Instigado a voltar a mim mesmo, entrei em meu
íntimo, sob tua guia e o consegui, porque tu te fizeste meu auxílio (cf.
Sl 29,11). Entrei e com certo olhar da alma, acima do olhar comum da alma,
acima de minha mente, vi a luz imutável. Não era como a luz terena e evidente
para todo ser humano. Diria muito pouco se afirmasse que era apenas uma luz
muito, muito mais brilhante do que a comum, ou tão intensa que penetrava todas
as coisas. Não era assim, mas outra coisa, inteiramente diferente de tudo isto.

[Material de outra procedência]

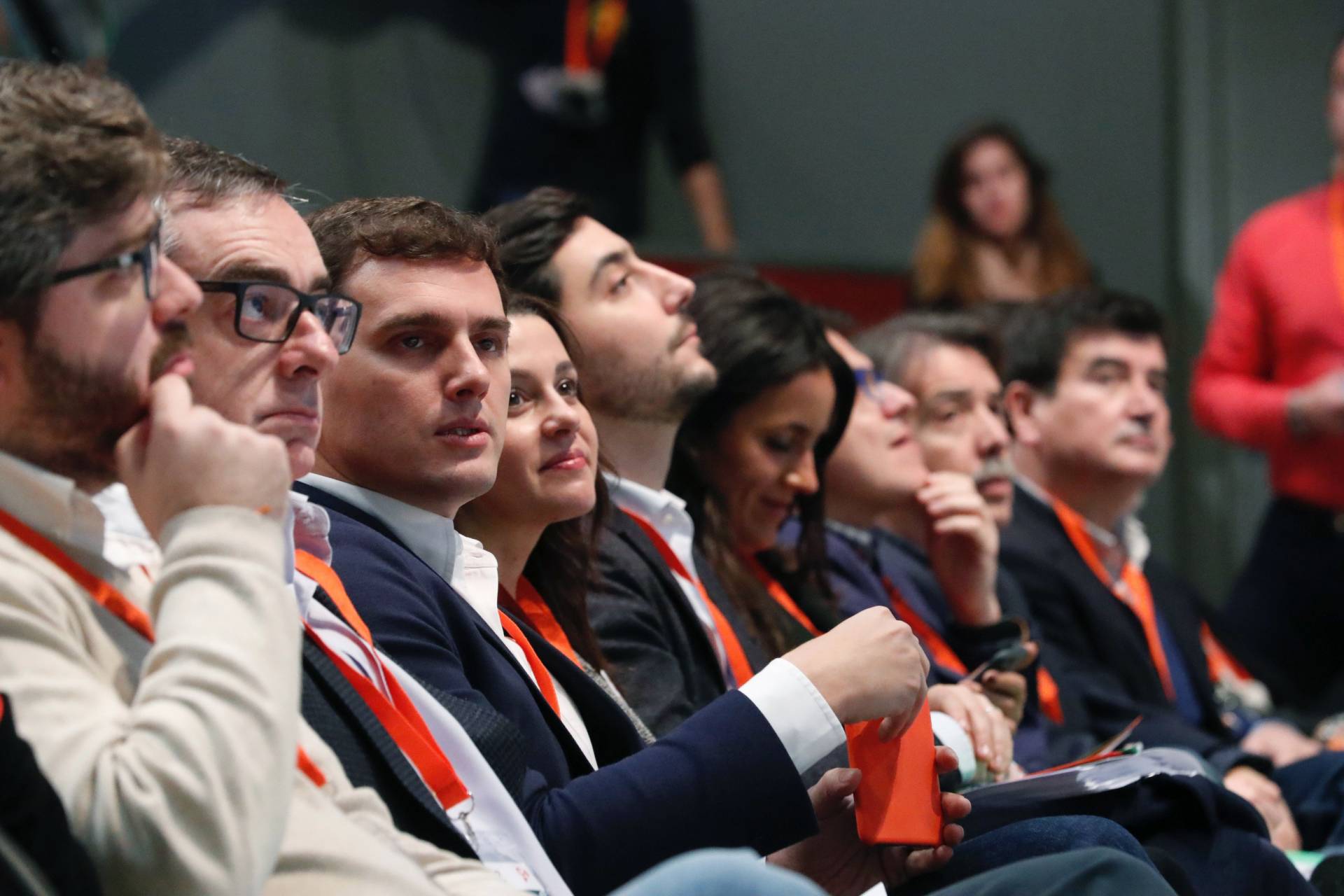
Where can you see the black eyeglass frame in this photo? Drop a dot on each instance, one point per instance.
(307, 302)
(148, 257)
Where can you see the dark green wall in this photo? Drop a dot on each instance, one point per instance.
(1166, 121)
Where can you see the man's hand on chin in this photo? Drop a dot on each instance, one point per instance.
(844, 865)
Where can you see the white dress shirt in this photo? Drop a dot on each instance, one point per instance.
(667, 514)
(797, 713)
(464, 564)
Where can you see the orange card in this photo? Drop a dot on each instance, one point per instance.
(898, 801)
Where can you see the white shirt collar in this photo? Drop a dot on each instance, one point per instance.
(663, 510)
(1129, 542)
(51, 504)
(464, 564)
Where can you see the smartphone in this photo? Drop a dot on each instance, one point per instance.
(1014, 657)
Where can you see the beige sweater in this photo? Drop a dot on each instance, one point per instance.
(182, 778)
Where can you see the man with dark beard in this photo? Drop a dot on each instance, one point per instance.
(176, 767)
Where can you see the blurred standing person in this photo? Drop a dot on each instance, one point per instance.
(578, 85)
(993, 232)
(1272, 378)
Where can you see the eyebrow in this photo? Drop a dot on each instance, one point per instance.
(610, 258)
(433, 320)
(1107, 362)
(964, 397)
(417, 320)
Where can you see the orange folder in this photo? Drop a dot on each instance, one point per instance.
(898, 801)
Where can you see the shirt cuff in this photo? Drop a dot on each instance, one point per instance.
(800, 716)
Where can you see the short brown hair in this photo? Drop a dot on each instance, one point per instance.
(210, 175)
(74, 149)
(353, 232)
(203, 176)
(531, 230)
(897, 343)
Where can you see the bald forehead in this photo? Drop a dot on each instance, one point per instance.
(257, 237)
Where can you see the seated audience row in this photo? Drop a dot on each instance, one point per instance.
(430, 742)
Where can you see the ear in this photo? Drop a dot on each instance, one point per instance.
(13, 348)
(1022, 403)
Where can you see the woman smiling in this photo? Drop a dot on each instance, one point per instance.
(542, 516)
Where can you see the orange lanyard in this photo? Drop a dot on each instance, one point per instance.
(331, 583)
(942, 653)
(592, 34)
(113, 601)
(539, 672)
(1136, 594)
(780, 596)
(727, 637)
(1336, 216)
(398, 715)
(403, 723)
(1222, 665)
(533, 606)
(1047, 691)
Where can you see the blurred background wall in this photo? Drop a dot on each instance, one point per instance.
(1166, 122)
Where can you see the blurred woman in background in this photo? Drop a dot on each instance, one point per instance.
(750, 454)
(993, 232)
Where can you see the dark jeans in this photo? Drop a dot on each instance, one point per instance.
(1285, 609)
(1021, 840)
(1313, 789)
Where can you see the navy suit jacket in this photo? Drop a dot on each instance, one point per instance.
(662, 659)
(369, 754)
(1098, 653)
(721, 780)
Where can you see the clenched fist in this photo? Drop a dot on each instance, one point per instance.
(185, 456)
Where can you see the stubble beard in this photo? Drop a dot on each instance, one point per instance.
(76, 414)
(659, 393)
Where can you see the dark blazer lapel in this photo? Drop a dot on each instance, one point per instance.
(1114, 625)
(629, 532)
(332, 503)
(321, 666)
(574, 755)
(609, 729)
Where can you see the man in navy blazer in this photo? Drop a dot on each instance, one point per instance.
(414, 421)
(1086, 400)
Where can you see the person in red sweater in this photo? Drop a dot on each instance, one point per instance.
(1272, 378)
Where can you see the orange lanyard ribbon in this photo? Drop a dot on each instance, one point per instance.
(539, 672)
(1136, 594)
(738, 663)
(1336, 216)
(113, 601)
(403, 723)
(590, 34)
(533, 606)
(942, 653)
(780, 596)
(331, 583)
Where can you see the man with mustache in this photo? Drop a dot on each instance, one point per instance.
(946, 363)
(1086, 399)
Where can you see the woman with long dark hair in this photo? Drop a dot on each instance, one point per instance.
(752, 453)
(542, 517)
(993, 232)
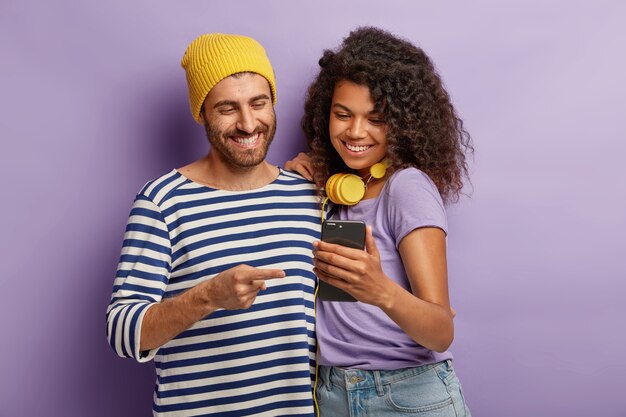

Também não estava acima de minha mente como óleo sobre a água nem como o céu
sobre a terra, mas mais alta, porque ela me fez, e eu, mais baixo, porque feito
por ela. Quem conhece a verdade, conhece esta luz.
Ó eterna verdade e verdadeira caridade e cara
eternidade! Tu és o meu Deus, por ti suspiro dia e noite. Desde que te conheci,
tu me elevaste para ver que quem eu via, era, e eu, que via, ainda não era. E
reverberaste sobre a mesquinhez de minha pessoa, irradiando sobre mim com toda
a força. E eu tremia de amor e de horror. Vi-me longe de ti, no país da
dessemelhança, como que ouvindo tua voz lá do alto: “Eu sou o alimento dos
grandes. Cresce e me comerás. Não me mudarás em ti como o alimento de teu
corpo, mas tu te mudarás em mim”.
E eu procurava o meio de obter forças, para
tornar-me idôneo a te degustar e não o encontrava até que abracei o mediador
entre Deus e os homens, o homem Cristo Jesus (1Tm 2,5), que é Deus acima
de tudo, bendito pelos séculos (Rm 9,5). Ele me chamava e dizia: Eu sou
o caminho, a verdade e a vida (Jo 14,6). E o alimento que eu não era capaz
de tomar se uniu à minha carne, pois o Verbo se fez carne (Jo 1,14),
para dar à nossa infância o leite de tua sabedoria, pela qual tudo
criaste.
Tarde te amei, ó beleza tão antiga e tão nova,
tarde te amei! Eis que estavas dentro e eu, fora. E aí te procurava e
lançava-me nada belo ante a beleza que tu criaste. Estavas comigo e eu não
contigo. Seguravam-me longe de ti as coisas que não existiriam, se não
existissem em ti. Chamaste, clamaste e rompeste minha surdez, brilhaste,
resplandeceste e afugentaste minha cegueira. Exalaste perfume e respirei. Agora
anelo por ti. Provei-te, e tenho fome e sede. Tocaste-me e ardi por tua paz.